In its rule, the AZDA claims “the express authority to regulate ‘poultry husbandry’ for eggs produced and sold in Arizona” under state law. In response, the complaint notes that the law says nothing about eggs or their sale.
Goldwater Institute attorney John Thorpe told Reason that even if the legislature had intended for the AZDA to have such authority, it couldn’t. Under the Arizona Constitution, “it’s unconstitutional to give that kind of sweeping delegation to an agency to essentially create new policies or to go in a new direction with regulation outside of the purpose that they’ve been tasked with.”

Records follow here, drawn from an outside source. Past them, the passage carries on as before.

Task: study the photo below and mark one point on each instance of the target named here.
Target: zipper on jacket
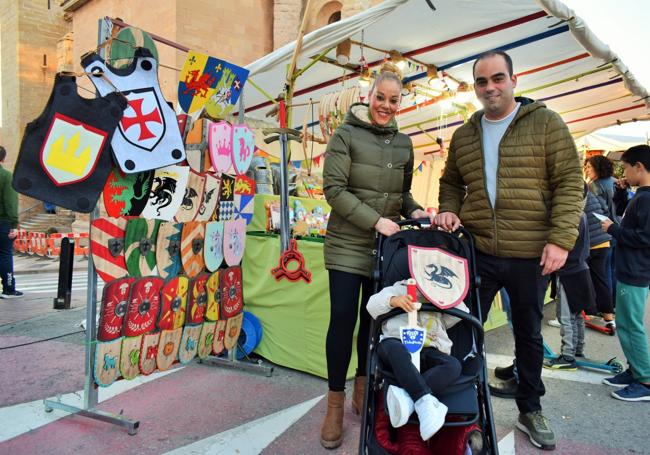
(494, 211)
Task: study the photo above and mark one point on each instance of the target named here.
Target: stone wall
(239, 32)
(29, 63)
(29, 35)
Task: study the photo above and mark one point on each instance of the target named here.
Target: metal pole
(90, 389)
(284, 196)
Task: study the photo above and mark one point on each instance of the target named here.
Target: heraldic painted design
(441, 277)
(148, 136)
(205, 78)
(71, 150)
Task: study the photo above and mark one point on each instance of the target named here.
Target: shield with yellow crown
(71, 150)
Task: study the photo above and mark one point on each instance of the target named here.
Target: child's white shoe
(431, 414)
(400, 406)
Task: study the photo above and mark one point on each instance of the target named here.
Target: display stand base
(232, 362)
(115, 419)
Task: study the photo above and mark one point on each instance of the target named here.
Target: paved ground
(202, 408)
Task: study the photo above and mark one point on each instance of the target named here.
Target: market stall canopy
(557, 60)
(609, 142)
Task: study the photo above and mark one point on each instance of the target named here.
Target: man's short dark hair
(637, 154)
(488, 54)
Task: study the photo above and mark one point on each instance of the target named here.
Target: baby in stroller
(417, 390)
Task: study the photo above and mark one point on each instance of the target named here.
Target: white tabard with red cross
(148, 136)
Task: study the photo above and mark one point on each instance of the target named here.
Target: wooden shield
(173, 303)
(234, 240)
(107, 247)
(232, 301)
(189, 343)
(243, 199)
(206, 339)
(167, 192)
(231, 81)
(107, 361)
(144, 306)
(130, 357)
(233, 328)
(127, 194)
(214, 297)
(192, 241)
(115, 301)
(213, 248)
(219, 336)
(140, 246)
(168, 249)
(192, 198)
(220, 146)
(243, 145)
(196, 146)
(198, 299)
(183, 120)
(226, 198)
(149, 352)
(122, 48)
(168, 345)
(210, 198)
(440, 276)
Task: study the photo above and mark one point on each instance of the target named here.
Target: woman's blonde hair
(388, 72)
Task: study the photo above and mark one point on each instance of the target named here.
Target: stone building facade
(40, 37)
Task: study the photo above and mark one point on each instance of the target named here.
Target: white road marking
(21, 418)
(252, 437)
(507, 444)
(580, 375)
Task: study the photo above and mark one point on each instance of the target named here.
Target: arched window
(330, 12)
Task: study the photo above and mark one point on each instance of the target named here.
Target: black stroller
(468, 399)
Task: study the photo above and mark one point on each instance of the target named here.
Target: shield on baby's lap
(441, 277)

The lawsuit was filed on behalf of Grant Krueger, a Tucson restaurateur, and three restaurants he owns and operates. Krueger told Reason that between those three restaurants, he purchases “well over 100,000 eggs a year,” and since switching to cage-free eggs to comply with the new rule, his costs have “doubled if not tripled.” As costs are passed on to diners, Krueger worries “that there is some degree of elasticity in demand and that ultimately consumers will choose with their wallets and potentially dine out less often.”
Even before the new rule, egg consumers were struggling nationwide. While inflation has been persistent for the last couple of years, the retail price of a dozen eggs more than doubled between January 2022 and January 2023. The dramatic spike came as the result of an avian flu epidemic that devastated the egg-laying hen population; prices have since fallen, almost to their previous levels.

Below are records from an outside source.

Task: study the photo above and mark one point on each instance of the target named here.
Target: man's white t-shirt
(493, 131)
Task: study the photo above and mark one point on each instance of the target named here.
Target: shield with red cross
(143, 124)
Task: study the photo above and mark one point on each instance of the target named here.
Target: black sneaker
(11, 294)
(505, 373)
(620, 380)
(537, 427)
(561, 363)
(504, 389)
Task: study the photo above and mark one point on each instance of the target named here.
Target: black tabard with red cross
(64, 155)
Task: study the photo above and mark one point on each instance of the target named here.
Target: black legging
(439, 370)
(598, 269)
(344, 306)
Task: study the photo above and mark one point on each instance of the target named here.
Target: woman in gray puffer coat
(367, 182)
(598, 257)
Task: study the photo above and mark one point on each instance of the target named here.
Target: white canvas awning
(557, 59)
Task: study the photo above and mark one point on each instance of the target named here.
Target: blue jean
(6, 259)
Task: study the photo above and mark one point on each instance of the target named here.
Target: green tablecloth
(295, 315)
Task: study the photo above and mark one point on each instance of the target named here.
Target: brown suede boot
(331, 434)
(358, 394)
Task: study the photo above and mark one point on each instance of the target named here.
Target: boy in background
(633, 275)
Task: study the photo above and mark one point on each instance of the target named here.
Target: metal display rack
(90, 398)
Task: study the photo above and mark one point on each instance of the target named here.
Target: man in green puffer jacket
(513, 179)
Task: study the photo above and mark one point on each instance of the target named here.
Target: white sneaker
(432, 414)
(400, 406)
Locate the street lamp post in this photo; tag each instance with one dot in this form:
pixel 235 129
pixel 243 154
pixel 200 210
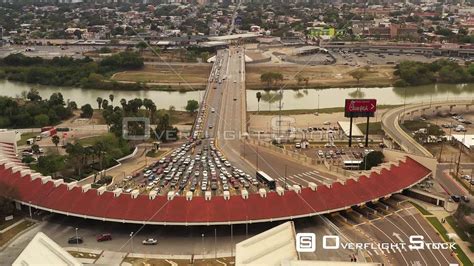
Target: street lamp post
pixel 77 240
pixel 131 242
pixel 202 243
pixel 215 243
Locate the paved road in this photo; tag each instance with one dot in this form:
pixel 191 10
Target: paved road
pixel 229 124
pixel 391 126
pixel 397 228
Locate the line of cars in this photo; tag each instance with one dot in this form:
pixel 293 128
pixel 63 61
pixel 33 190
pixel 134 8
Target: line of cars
pixel 196 167
pixel 76 240
pixel 339 153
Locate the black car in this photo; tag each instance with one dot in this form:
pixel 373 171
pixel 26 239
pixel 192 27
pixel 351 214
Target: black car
pixel 75 240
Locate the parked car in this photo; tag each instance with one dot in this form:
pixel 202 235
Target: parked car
pixel 456 198
pixel 150 241
pixel 75 240
pixel 465 198
pixel 104 237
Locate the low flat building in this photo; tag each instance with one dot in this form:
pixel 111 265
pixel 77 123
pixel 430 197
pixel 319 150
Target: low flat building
pixel 43 251
pixel 345 126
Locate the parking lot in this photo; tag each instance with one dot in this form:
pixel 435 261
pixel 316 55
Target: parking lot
pixel 354 58
pixel 196 166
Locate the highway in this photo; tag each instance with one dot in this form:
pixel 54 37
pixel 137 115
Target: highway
pixel 227 124
pixel 391 126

But prices aren’t Krueger’s primary complaint; even if a ban had come from the legislature, he says he would prefer it. “However the law would have been crafted from the legislators of the 30 legislative districts that make up Arizona, it would be more reflective of some of these legislative districts that have a strong agrarian focus to them. So, the lawmakers that would make the law would probably be substantially more sensitive to their constituencies’ needs rather than it just being made by bureaucrats in Phoenix.”
“It’s just as much an issue of separation of powers” as about costs, Krueger says, and “ultimately, laws that are put upon us should be done by the legislative branch of the government, that more accurately reflect the people who have chosen those electors to make those decisions for them. It’s the core of representative democracy.”